Le espressioni delle mamme indigenti che li portavano li, raffigurate in quadri dell’epoca, erano duplici: si leggevano il sollievo che il figlio fosse stato accettato, potesse salvarsi e vivere una vita decorosa, e la tragedia dell’abbandono. Ai bambini – quando accettati- veniva dato un nuovo nome ed una nuova identità. Con una speranza, quella del riscatto: le mamme, se in futuro in condizioni migliori, potevano venire a riprenderseli.
Come riconoscere il proprio figlio? Oltre ad un certificato, per il bambino affidato la madre doveva lasciare un oggetto identificativo (‘token’): una moneta, un braccialetto, un cuoricino di stoffa. Questa parte, nel Foundling Museum che ci racconta questa storia è di certo quella più strappalacrime.
L’ospedale aveva ingenti spese che non potevano essere sostenute dal solo patrimonio del fondatore. Coram riuscì allora a coinvolgere due artisti illustri: il grande musicista Handel e il famoso pittore Hogart.
I due non solo si prestarono ad essere ‘governors’ dell’Hospital, ma donarono la loro opera per le attività di ‘fundraising’ ante litteram, mediante concerti e mostre tenute nell’ospedale, i cui ricavi erano donati all’Hospital mentre le opere d’arte andarono a costruire il Foundling Museum (che è stato anche il primo museo inglese aperto al pubblico).

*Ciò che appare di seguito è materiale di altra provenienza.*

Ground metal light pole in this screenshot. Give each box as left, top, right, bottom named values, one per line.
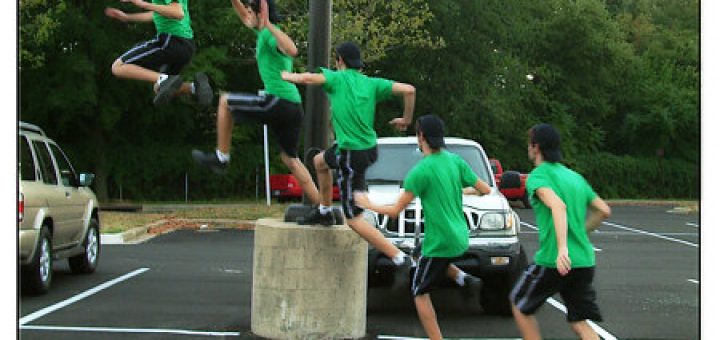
left=285, top=0, right=332, bottom=221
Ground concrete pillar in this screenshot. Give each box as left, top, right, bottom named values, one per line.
left=251, top=218, right=367, bottom=339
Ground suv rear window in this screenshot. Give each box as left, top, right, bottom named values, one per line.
left=19, top=136, right=36, bottom=181
left=32, top=141, right=58, bottom=185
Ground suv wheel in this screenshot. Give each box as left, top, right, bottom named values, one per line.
left=480, top=246, right=528, bottom=316
left=69, top=217, right=100, bottom=274
left=22, top=226, right=52, bottom=295
left=522, top=193, right=531, bottom=209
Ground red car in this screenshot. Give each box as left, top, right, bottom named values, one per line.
left=270, top=174, right=340, bottom=202
left=489, top=159, right=530, bottom=208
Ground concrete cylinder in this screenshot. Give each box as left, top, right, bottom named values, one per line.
left=251, top=218, right=368, bottom=340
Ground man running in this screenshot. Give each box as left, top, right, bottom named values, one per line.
left=281, top=40, right=416, bottom=290
left=510, top=123, right=611, bottom=340
left=106, top=0, right=212, bottom=108
left=191, top=0, right=321, bottom=205
left=355, top=115, right=490, bottom=340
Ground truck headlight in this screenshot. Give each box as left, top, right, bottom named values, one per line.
left=478, top=212, right=514, bottom=231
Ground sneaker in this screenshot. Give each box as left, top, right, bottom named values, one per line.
left=459, top=274, right=482, bottom=298
left=193, top=72, right=213, bottom=110
left=296, top=207, right=336, bottom=226
left=153, top=75, right=183, bottom=106
left=192, top=149, right=229, bottom=175
left=391, top=256, right=413, bottom=292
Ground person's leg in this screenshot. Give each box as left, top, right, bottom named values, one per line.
left=570, top=321, right=599, bottom=340
left=314, top=152, right=334, bottom=207
left=347, top=216, right=405, bottom=259
left=281, top=152, right=321, bottom=205
left=512, top=304, right=542, bottom=340
left=446, top=264, right=481, bottom=296
left=414, top=294, right=442, bottom=340
left=111, top=58, right=161, bottom=83
left=217, top=93, right=233, bottom=154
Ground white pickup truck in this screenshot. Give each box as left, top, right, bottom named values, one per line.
left=362, top=137, right=528, bottom=315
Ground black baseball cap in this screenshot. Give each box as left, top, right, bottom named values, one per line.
left=416, top=115, right=446, bottom=149
left=529, top=123, right=562, bottom=162
left=335, top=41, right=364, bottom=69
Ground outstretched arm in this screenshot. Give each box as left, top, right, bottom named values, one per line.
left=536, top=187, right=571, bottom=276
left=105, top=8, right=154, bottom=22
left=230, top=0, right=256, bottom=28
left=388, top=82, right=415, bottom=132
left=463, top=179, right=492, bottom=195
left=586, top=197, right=611, bottom=233
left=121, top=0, right=184, bottom=20
left=354, top=191, right=415, bottom=219
left=281, top=71, right=326, bottom=85
left=258, top=0, right=298, bottom=56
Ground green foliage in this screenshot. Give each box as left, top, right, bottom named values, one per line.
left=18, top=0, right=699, bottom=201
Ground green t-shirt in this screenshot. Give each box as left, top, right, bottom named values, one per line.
left=320, top=68, right=394, bottom=150
left=255, top=27, right=301, bottom=103
left=153, top=0, right=193, bottom=39
left=526, top=162, right=598, bottom=268
left=404, top=150, right=479, bottom=258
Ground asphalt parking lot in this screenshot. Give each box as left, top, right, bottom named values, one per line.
left=19, top=204, right=699, bottom=339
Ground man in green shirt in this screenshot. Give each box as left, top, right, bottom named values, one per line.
left=191, top=0, right=322, bottom=206
left=355, top=115, right=491, bottom=340
left=510, top=123, right=611, bottom=340
left=281, top=41, right=416, bottom=290
left=106, top=0, right=212, bottom=108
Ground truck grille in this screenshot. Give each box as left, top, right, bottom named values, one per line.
left=377, top=207, right=482, bottom=236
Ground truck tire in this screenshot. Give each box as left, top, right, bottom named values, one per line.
left=499, top=171, right=522, bottom=189
left=480, top=245, right=528, bottom=316
left=522, top=193, right=531, bottom=209
left=22, top=226, right=53, bottom=295
left=69, top=217, right=100, bottom=274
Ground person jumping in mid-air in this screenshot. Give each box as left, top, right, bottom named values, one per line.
left=106, top=0, right=212, bottom=108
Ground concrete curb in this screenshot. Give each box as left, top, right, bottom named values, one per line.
left=101, top=219, right=257, bottom=245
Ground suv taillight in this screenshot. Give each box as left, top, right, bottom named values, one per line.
left=18, top=193, right=24, bottom=222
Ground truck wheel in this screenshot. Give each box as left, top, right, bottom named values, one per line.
left=22, top=226, right=53, bottom=295
left=522, top=193, right=531, bottom=209
left=480, top=246, right=528, bottom=316
left=69, top=217, right=100, bottom=274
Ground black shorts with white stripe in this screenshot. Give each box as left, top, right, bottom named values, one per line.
left=411, top=256, right=455, bottom=296
left=510, top=264, right=603, bottom=322
left=225, top=92, right=304, bottom=158
left=323, top=143, right=378, bottom=219
left=119, top=33, right=195, bottom=75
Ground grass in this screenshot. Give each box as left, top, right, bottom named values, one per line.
left=99, top=202, right=291, bottom=234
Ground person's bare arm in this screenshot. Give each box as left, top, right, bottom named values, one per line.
left=388, top=82, right=415, bottom=131
left=586, top=197, right=611, bottom=233
left=354, top=191, right=415, bottom=219
left=536, top=187, right=571, bottom=276
left=105, top=8, right=154, bottom=22
left=230, top=0, right=256, bottom=28
left=281, top=71, right=326, bottom=85
left=121, top=0, right=184, bottom=20
left=462, top=179, right=492, bottom=195
left=256, top=0, right=298, bottom=56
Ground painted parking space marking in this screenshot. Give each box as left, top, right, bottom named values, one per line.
left=688, top=279, right=699, bottom=284
left=379, top=337, right=520, bottom=340
left=546, top=298, right=617, bottom=340
left=19, top=325, right=240, bottom=337
left=685, top=222, right=699, bottom=227
left=520, top=222, right=602, bottom=252
left=602, top=221, right=698, bottom=248
left=19, top=268, right=149, bottom=326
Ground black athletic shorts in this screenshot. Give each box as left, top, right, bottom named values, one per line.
left=510, top=264, right=603, bottom=322
left=120, top=33, right=195, bottom=75
left=324, top=143, right=378, bottom=219
left=411, top=256, right=455, bottom=296
left=225, top=92, right=304, bottom=158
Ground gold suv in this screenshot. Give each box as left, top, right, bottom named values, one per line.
left=19, top=122, right=101, bottom=294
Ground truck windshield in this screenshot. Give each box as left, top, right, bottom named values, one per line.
left=366, top=143, right=494, bottom=186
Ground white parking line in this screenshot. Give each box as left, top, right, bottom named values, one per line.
left=19, top=325, right=240, bottom=337
left=686, top=222, right=699, bottom=227
left=19, top=268, right=149, bottom=326
left=602, top=221, right=698, bottom=248
left=520, top=222, right=602, bottom=252
left=546, top=298, right=618, bottom=340
left=688, top=279, right=699, bottom=284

Non solo: i ricchi che vi si recavano vedevano anche la struttura ed i bambini si impietosivano e donavano. Far ‘entrare il donatore’ nel cuore delle attività è oggi-300 anni dopo- una strategia detta ‘porte aperte’ ben utilizzata da Organizzazioni come Lega del Filo D’Oro ma sottovalutata dalla maggior parte delle organizzazioni. Anche in questo Coram ha fatto scuola.
Nel 1948 il Children Act stabilisce finalmente la famiglia come ‘centro’, tutti gli sforzi vengono concentrati sul rafforzamento della genitorialità più che sulla sua ‘sostituzione’ e l’Hospital esaurisce in buona parte la sua missione originaria.

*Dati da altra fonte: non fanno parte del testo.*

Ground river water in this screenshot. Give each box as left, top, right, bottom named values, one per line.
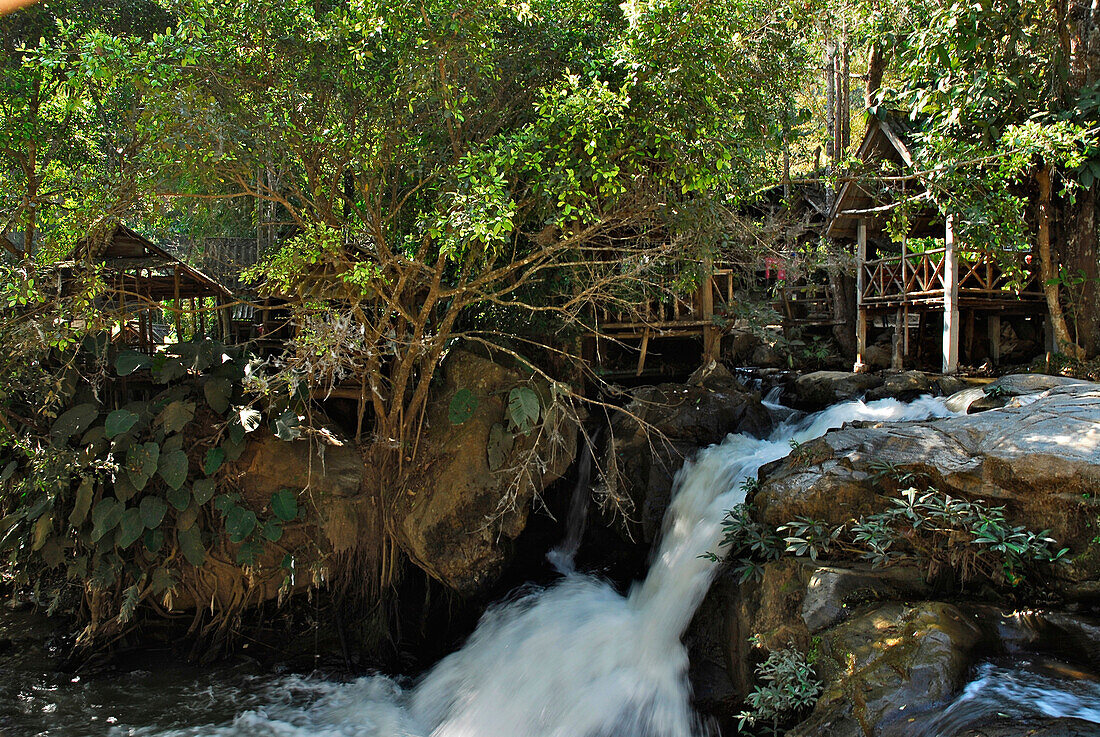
left=5, top=394, right=1097, bottom=737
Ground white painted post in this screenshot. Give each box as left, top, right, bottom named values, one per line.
left=855, top=219, right=868, bottom=371
left=943, top=216, right=960, bottom=374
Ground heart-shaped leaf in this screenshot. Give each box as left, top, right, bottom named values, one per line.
left=166, top=486, right=190, bottom=511
left=69, top=477, right=95, bottom=527
left=448, top=388, right=478, bottom=425
left=51, top=403, right=99, bottom=441
left=261, top=520, right=283, bottom=542
left=139, top=496, right=168, bottom=529
left=105, top=409, right=140, bottom=439
left=177, top=525, right=205, bottom=566
left=204, top=377, right=233, bottom=415
left=91, top=498, right=123, bottom=542
left=144, top=527, right=165, bottom=553
left=270, top=489, right=298, bottom=522
left=226, top=505, right=257, bottom=543
left=192, top=478, right=216, bottom=505
left=487, top=423, right=514, bottom=471
left=158, top=450, right=189, bottom=490
left=116, top=507, right=144, bottom=548
left=115, top=350, right=150, bottom=376
left=157, top=401, right=196, bottom=434
left=203, top=447, right=225, bottom=476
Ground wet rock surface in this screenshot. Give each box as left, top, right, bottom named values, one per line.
left=396, top=348, right=578, bottom=595
left=753, top=378, right=1100, bottom=583
left=790, top=602, right=983, bottom=737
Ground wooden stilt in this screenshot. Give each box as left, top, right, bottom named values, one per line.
left=892, top=307, right=904, bottom=370
left=636, top=330, right=650, bottom=377
left=988, top=315, right=1001, bottom=366
left=855, top=219, right=868, bottom=371
left=943, top=216, right=960, bottom=374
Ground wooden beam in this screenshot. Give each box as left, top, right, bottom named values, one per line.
left=855, top=219, right=868, bottom=371
left=943, top=216, right=960, bottom=374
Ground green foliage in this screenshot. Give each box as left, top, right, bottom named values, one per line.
left=0, top=340, right=311, bottom=641
left=737, top=643, right=821, bottom=734
left=507, top=386, right=541, bottom=435
left=448, top=389, right=479, bottom=426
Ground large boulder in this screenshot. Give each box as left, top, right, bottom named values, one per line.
left=785, top=371, right=886, bottom=410
left=754, top=379, right=1100, bottom=584
left=687, top=559, right=930, bottom=718
left=395, top=348, right=578, bottom=595
left=600, top=367, right=772, bottom=542
left=790, top=602, right=983, bottom=737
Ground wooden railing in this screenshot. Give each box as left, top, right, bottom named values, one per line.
left=861, top=249, right=1040, bottom=304
left=595, top=269, right=737, bottom=334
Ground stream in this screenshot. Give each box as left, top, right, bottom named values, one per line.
left=3, top=394, right=1099, bottom=737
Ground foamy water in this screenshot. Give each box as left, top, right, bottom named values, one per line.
left=130, top=396, right=953, bottom=737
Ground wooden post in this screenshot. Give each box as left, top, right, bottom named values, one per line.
left=854, top=219, right=868, bottom=371
left=173, top=265, right=183, bottom=340
left=988, top=314, right=1001, bottom=366
left=943, top=216, right=960, bottom=374
left=701, top=258, right=718, bottom=363
left=892, top=307, right=904, bottom=370
left=636, top=329, right=651, bottom=377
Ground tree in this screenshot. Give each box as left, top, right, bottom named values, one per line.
left=885, top=0, right=1100, bottom=358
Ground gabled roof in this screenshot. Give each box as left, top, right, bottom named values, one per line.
left=826, top=114, right=939, bottom=239
left=68, top=224, right=234, bottom=300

Alla sua chiusura nel 1953, aveva tolto dalla strada e cresciuto 27.000 bambini.
Ora la Thomas Coram Foundation for Children e le Charity collegate, proseguono la loro azione attraverso case per giovani homeless, Agenzie per l’Affido, supporta la crescita dei bambini attraverso programmi educativi integrativi di musica ed arte proseguendo lo stile segnato da Hendel e Hogart. Lavora sulla consapevolezza dei danni derivanti da droghe ed alcool (una volta c’era solo il Gin, ora la scelta è purtroppo molto più ampia), supporta i minori dal punto di vista legale e burocratico…per un totale di quasi un milione di bambini all’anno in qualche modo coinvolti.
Quanto a Thomas Coram morì ad 83 anni, povero, dopo aver destinato tutto il patrimonio al suo sogno ed ai ‘suoi’ bambini.
Oggi nella gestione delle iniziative sociali co-esistono ‘vecchi modi’ simili a questo, e modalità di management non profit ‘ipertecnologico’, altrettanto interessanti ed affascinanti.
Il Coram Foundling Museum ci fa toccare con mano una bella storia di ‘vecchia filantropia’, donandoci un’esperienza culturale ed emotiva forte, assolutamente imperdibile per chi passa da Londra e si immerge nelle sue storie.